PhysReaction: Physically Plausible Real-Time Humanoid Reaction Synthesis via Forward Dynamics Guided 4D Imitation
Yunze Liu, Changxi Chen, Chenjing Ding, Li Yi
TL;DR
This work addresses the challenge of real-time, physically plausible humanoid reaction synthesis in multi-human settings, where prior kinematics-based methods produce nonphysical artifacts and diffusion-based approaches struggle with online inference. It introduces Forward Dynamics Guided 4D Imitation, which leverages a Forward Dynamics Model (FDM) to guide time-aware imitation learning, enabling online reactions at $30$ fps and improved physical plausibility.
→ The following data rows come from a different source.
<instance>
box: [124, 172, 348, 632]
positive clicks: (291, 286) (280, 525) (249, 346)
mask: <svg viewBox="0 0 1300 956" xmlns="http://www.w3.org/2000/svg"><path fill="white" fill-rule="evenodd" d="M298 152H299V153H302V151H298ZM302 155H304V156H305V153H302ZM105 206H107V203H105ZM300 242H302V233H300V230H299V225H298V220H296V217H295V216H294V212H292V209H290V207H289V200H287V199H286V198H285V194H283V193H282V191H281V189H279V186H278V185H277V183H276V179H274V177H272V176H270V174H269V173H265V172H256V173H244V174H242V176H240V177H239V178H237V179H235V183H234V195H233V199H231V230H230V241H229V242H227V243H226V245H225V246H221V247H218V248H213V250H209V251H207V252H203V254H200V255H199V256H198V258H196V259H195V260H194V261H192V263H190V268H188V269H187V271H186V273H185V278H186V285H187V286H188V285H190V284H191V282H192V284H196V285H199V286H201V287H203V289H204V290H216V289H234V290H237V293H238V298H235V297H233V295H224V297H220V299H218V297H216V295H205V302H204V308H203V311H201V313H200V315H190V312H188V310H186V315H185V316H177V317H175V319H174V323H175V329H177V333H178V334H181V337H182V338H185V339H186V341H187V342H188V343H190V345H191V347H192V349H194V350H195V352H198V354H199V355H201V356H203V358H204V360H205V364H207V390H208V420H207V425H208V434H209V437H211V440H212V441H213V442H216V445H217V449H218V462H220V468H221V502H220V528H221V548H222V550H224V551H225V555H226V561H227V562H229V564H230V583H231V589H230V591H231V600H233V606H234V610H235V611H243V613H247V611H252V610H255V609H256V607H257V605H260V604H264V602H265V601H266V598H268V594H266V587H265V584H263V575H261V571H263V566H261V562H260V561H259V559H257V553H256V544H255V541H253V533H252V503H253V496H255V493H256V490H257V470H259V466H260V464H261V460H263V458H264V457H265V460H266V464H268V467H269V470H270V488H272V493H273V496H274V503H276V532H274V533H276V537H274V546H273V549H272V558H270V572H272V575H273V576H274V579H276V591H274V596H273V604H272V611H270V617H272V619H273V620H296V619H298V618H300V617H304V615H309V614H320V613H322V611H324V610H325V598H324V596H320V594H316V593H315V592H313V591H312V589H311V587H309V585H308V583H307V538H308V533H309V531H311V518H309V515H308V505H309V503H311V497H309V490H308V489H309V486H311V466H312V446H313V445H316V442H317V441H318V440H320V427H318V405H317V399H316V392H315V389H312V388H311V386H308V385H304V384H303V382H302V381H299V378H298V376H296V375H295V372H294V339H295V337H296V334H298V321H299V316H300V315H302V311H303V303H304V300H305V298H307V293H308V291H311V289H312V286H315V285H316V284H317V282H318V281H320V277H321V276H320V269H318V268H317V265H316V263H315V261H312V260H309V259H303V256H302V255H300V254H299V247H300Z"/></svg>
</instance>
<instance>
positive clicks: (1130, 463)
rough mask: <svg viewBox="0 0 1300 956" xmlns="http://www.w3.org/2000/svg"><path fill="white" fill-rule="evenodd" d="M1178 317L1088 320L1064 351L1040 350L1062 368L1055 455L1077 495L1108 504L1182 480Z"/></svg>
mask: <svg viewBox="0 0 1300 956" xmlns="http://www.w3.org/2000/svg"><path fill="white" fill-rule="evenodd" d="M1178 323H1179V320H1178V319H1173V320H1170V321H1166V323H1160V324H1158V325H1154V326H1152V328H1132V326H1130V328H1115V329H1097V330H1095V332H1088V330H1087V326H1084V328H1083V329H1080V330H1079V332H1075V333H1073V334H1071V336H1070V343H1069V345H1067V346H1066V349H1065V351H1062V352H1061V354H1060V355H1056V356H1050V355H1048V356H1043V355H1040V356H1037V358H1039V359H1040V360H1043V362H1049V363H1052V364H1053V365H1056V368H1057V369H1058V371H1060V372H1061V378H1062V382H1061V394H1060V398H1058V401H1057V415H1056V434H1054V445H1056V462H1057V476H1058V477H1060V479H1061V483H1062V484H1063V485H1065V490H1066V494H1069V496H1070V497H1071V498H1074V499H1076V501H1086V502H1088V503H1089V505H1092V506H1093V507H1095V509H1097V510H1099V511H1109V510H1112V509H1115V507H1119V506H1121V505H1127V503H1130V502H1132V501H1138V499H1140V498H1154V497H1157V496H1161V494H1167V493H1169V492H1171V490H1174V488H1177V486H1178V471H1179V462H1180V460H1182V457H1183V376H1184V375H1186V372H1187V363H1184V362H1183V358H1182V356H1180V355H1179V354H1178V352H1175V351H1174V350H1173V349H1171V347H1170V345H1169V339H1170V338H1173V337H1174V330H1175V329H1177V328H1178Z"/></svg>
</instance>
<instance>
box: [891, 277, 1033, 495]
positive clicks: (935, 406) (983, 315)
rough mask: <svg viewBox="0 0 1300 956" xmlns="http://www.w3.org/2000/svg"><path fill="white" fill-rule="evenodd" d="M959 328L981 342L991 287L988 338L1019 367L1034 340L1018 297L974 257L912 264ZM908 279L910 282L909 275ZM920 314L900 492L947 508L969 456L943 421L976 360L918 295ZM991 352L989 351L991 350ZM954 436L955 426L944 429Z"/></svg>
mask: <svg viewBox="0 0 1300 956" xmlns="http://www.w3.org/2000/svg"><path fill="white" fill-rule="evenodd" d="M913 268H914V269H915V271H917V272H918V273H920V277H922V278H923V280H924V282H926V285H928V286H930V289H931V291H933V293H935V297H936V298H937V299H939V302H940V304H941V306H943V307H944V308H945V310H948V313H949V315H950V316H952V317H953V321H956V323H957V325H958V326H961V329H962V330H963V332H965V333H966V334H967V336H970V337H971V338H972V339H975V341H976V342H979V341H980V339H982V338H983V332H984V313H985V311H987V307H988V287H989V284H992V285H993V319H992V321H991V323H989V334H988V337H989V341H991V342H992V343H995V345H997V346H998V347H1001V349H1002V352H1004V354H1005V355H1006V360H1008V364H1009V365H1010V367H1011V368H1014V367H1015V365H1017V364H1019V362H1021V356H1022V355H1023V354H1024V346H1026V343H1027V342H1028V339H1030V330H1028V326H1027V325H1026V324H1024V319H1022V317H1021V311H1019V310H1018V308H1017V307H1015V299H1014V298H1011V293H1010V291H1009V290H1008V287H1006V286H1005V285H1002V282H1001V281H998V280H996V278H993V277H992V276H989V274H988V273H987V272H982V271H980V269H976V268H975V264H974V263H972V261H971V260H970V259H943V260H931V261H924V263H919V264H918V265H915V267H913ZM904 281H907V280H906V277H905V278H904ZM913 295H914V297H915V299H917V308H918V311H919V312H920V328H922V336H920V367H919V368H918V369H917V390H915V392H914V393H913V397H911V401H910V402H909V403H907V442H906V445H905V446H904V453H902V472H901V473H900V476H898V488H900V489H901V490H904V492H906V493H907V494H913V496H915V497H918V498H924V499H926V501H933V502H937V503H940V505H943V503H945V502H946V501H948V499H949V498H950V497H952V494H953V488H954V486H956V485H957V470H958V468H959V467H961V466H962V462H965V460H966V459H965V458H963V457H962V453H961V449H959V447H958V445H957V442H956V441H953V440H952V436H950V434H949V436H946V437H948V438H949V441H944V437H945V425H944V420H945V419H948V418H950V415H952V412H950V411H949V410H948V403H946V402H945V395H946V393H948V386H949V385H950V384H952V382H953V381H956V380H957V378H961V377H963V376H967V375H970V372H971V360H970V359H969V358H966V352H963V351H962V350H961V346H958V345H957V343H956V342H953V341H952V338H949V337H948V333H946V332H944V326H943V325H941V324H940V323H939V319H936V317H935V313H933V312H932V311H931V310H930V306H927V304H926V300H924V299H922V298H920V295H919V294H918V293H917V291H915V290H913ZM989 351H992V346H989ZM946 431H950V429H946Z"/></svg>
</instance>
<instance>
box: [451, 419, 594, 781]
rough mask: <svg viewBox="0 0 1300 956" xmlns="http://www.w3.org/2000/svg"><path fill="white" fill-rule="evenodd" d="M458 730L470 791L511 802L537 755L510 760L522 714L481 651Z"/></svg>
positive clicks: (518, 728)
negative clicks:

The approach comprises Demonstration Generation from motion capture via a universal motion tracker, learning a stochastic FDM with state/action VAEs and a contrastive loss, and an Iterative Generalist-Specialist Learning strategy to train a universal reactor policy. On InterHuman and Chi3D, the method outperforms baselines, exhibits robustness to motion-capture noise, and remains effective with limited training data, supporting real-time deployment on common GPUs.
Abstract
Humanoid Reaction Synthesis is pivotal for creating highly interactive and empathetic robots that can seamlessly integrate into human environments, enhancing the way we live, work, and communicate. However, it is difficult to learn the diverse interaction patterns of multiple humans and generate physically plausible reactions. The kinematics-based approaches face challenges, including issues like floating feet, sliding, penetration, and other problems that defy physical plausibility. The existing physics-based method often relies on kinematics-based methods to generate reference states, which struggle with the challenges posed by kinematic noise during action execution. Constrained by their reliance on diffusion models, these methods are unable to achieve real-time inference. In this work, we propose a Forward Dynamics Guided 4D Imitation method to generate physically plausible human-like reactions. The learned policy is capable of generating physically plausible and human-like reactions in real-time, significantly improving the speed(x33) and quality of reactions compared with the existing method. Our experiments on the InterHuman and Chi3D datasets, along with ablation studies, demonstrate the effectiveness of our approach.